ABOUT DAME MAGDALENE ODUNDO

Dame Magdalene Anyango Namakhiya Odundo DBE (born 1950) is a Kenyan-born British studio potter, who now lives in Farnham, Surrey.

 

Magdalene Odundo was born in Nairobi, Kenya, and received her early education in both India and Kenya. She attended the Kabete National Polytechnic in Kenya to study Graphics and Commercial Art and later moved to England in 1971 to follow her chosen vocation in Graphic Design. After training in Farnham, Surrey, she completed her qualifications in foundation art and graphics at the Cambridge School of Art, where she began to specialise in ceramics.

 

Odundo's best-known ceramics are hand built, using a coiling technique. Each piece is burnished, covered with slip, and then burnished again. The pieces are fired in an oxidizing atmosphere, which turns them a red-orange. A second firing in an oxygen-poor (reducing) atmosphere causes the clay to turn black. Many of the vessels Odundo creates are reminiscent of the human form, often following the curves of the spine, stomach, or hair. Furthermore, the shape of expression of her vessels are symbolic of the female body; one of her most famous pieces is a black and ocher vessel with a curved base and elongated neck resembling the form of a pregnant woman.

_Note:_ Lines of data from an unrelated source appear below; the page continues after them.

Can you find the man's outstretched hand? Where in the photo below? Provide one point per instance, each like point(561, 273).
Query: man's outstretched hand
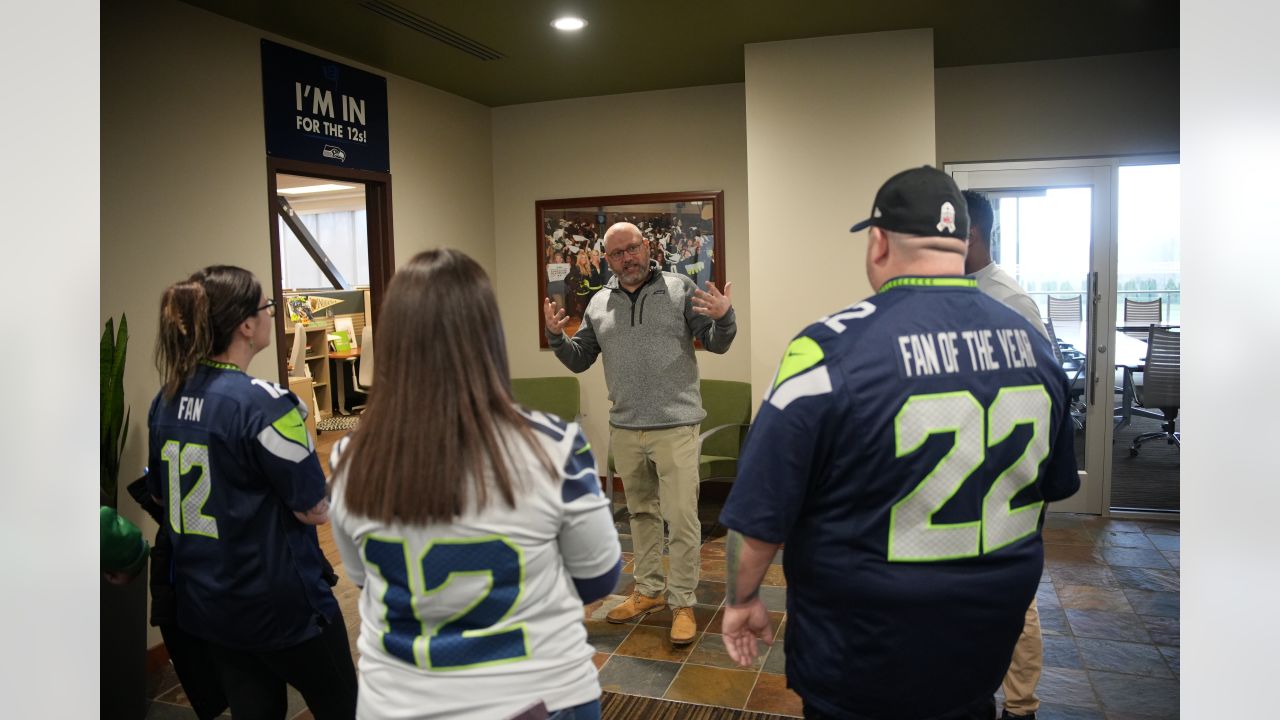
point(712, 302)
point(554, 315)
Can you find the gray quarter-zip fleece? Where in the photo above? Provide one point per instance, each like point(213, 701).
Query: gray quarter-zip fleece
point(648, 346)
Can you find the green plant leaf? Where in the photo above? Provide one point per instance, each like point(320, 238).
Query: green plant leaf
point(114, 417)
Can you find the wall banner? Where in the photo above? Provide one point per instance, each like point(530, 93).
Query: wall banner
point(319, 110)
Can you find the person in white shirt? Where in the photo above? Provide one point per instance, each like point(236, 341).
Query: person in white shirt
point(475, 528)
point(992, 279)
point(1024, 669)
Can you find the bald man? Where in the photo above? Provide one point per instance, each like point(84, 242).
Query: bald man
point(644, 322)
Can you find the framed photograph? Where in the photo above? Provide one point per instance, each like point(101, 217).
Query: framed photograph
point(685, 232)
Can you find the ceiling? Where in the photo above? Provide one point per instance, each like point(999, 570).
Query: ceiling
point(641, 45)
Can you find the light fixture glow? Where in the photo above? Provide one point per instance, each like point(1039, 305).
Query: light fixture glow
point(310, 188)
point(568, 24)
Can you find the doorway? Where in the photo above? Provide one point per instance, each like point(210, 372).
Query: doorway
point(332, 258)
point(1080, 236)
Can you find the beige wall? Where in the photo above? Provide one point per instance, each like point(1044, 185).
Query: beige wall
point(1075, 108)
point(183, 173)
point(827, 121)
point(670, 140)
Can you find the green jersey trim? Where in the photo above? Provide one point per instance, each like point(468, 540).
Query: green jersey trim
point(928, 282)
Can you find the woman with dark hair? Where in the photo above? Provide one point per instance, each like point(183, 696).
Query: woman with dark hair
point(475, 528)
point(232, 464)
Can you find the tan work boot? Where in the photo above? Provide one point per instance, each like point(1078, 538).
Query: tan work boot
point(682, 625)
point(636, 606)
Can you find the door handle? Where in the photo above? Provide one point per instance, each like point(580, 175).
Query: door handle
point(1092, 314)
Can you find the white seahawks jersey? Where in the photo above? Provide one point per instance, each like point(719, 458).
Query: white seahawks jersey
point(479, 618)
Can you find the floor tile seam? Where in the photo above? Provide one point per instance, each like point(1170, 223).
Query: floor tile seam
point(679, 669)
point(1171, 674)
point(755, 682)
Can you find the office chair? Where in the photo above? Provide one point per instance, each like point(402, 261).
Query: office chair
point(1064, 309)
point(298, 355)
point(362, 379)
point(561, 396)
point(1142, 313)
point(1073, 363)
point(1161, 387)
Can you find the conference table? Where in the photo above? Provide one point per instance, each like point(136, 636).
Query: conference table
point(1128, 354)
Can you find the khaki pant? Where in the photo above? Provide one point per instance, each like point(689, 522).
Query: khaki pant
point(659, 475)
point(1025, 666)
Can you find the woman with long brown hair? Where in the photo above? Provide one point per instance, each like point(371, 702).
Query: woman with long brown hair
point(233, 468)
point(475, 528)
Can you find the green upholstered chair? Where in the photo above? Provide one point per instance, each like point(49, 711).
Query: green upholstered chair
point(723, 431)
point(561, 396)
point(728, 415)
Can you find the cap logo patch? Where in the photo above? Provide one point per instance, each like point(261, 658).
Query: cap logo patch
point(949, 218)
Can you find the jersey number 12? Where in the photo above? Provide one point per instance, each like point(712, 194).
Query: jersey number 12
point(186, 511)
point(466, 639)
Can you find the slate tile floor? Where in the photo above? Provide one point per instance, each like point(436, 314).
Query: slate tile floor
point(1109, 605)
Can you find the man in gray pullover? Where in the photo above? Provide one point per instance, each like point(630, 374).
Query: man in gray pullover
point(644, 320)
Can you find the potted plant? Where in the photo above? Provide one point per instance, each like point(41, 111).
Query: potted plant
point(115, 417)
point(123, 609)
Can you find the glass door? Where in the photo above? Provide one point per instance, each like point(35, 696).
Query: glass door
point(1052, 233)
point(1146, 461)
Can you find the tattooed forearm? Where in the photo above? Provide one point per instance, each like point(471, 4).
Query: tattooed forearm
point(734, 552)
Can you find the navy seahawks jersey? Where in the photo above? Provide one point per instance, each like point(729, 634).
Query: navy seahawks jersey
point(231, 460)
point(904, 455)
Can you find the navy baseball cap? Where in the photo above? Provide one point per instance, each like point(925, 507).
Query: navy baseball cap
point(922, 201)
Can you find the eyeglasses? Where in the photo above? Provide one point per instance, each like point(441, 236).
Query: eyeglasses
point(634, 250)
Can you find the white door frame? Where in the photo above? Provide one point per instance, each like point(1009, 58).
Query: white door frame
point(1098, 174)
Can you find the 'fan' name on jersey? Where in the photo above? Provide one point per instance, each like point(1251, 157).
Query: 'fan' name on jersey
point(974, 351)
point(190, 408)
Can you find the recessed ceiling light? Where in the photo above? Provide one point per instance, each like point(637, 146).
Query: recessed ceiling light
point(310, 188)
point(568, 24)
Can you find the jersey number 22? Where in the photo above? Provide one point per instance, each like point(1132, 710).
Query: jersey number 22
point(913, 537)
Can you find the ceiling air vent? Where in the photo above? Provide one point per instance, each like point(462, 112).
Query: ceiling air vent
point(432, 28)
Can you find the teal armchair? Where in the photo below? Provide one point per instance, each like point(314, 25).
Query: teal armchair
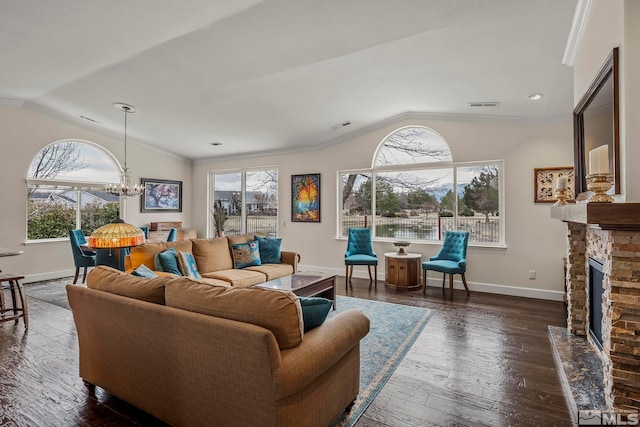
point(80, 258)
point(452, 259)
point(360, 252)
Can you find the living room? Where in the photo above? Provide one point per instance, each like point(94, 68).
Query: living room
point(533, 240)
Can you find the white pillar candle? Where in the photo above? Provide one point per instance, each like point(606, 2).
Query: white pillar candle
point(599, 160)
point(562, 183)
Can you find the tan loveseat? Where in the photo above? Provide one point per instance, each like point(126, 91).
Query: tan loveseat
point(214, 260)
point(195, 354)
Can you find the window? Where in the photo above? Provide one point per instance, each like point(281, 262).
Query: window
point(419, 192)
point(249, 198)
point(64, 190)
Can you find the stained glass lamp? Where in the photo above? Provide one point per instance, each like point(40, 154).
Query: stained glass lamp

Her work is now a part of permanent collections of nearly 50 international museums including: The British Museum, London; The Metropolitan Museum of Art, New York; Cooper-Hewitt, National Design Museum, New York; National Museum of African Art, Washington DC; The Hepworth Wakefield, Wakefield.

 

In 2019 there was a major exhibition that centred on a group of more than 50 of her works, alongside other works of art that Odundo saw as relating to or influencing her work; the exhibition was titled 'The Journey of Things’. The show was displayed in two locations: The Hepworth Wakefield, West Yorkshire and then the Sainsbury Centre for Visual Arts, East Anglia.

ABOUT SHAWANDA CORBETT

You’re told that you need two hands to make certain things, but that’s not true at all. It’s just about problem-solving.’ So says Shawanda Corbett as we chat in her studio at the Ruskin School of Art in Oxford, where the Mississippi-born ceramic sculptor and performance artist is currently studying for a doctorate in fine arts.

 

Behind us sits a line of thrown and assembled vessels: tall forms with undulating profiles and playful, painterly designs. ‘To throw on the wheel, it turns out that you actually only need one point of pressure. You can use the wheel’s centrifugal force as the counterbalance.’

 

Each of these pieces is destined for her first solo exhibition, at Corvi-Mora in London (16 June - 31 July 2020). Bagging a solo show at a gallery of this calibre is an impressive feat for any ceramic artist early in their career, but particularly for one who has had to invent a bespoke throwing technique – Corbett was born with one arm and without legs.

 

As we speak, she’s plotting a piece to perform at the opening of the Corvi-Mora show, where she will be surrounded by 40-odd vessels. ‘I’m very much influenced by [German choreographer] Pina Bausch’s work. But really, I just love dancing.’ Corbett’s brother, Albert, is a choreographer and dancer, making him an ideal collaborator. ‘Because he is very familiar with how I move, he choreographs some of my work. It can be hard for dancers to break from ideas of body type,’ she reflects. ‘If you don’t have those appendages, how do you envision those movements? Like my ceramics, it’s about finding a non-traditional way of going about it.’

 

‘I’ve been thinking about the theorist Donna Haraway’s essay ‘A Cyborg Manifesto’ [1985], which explores how mechanical objects relate to human life. It’s pretty outdated, so I’m trying to question and update it from my perspective.’ What does it mean to be a cyborg? For Corbett, it means embracing the fact that, as a physically disabled person, she is reliant on machines to get through each day.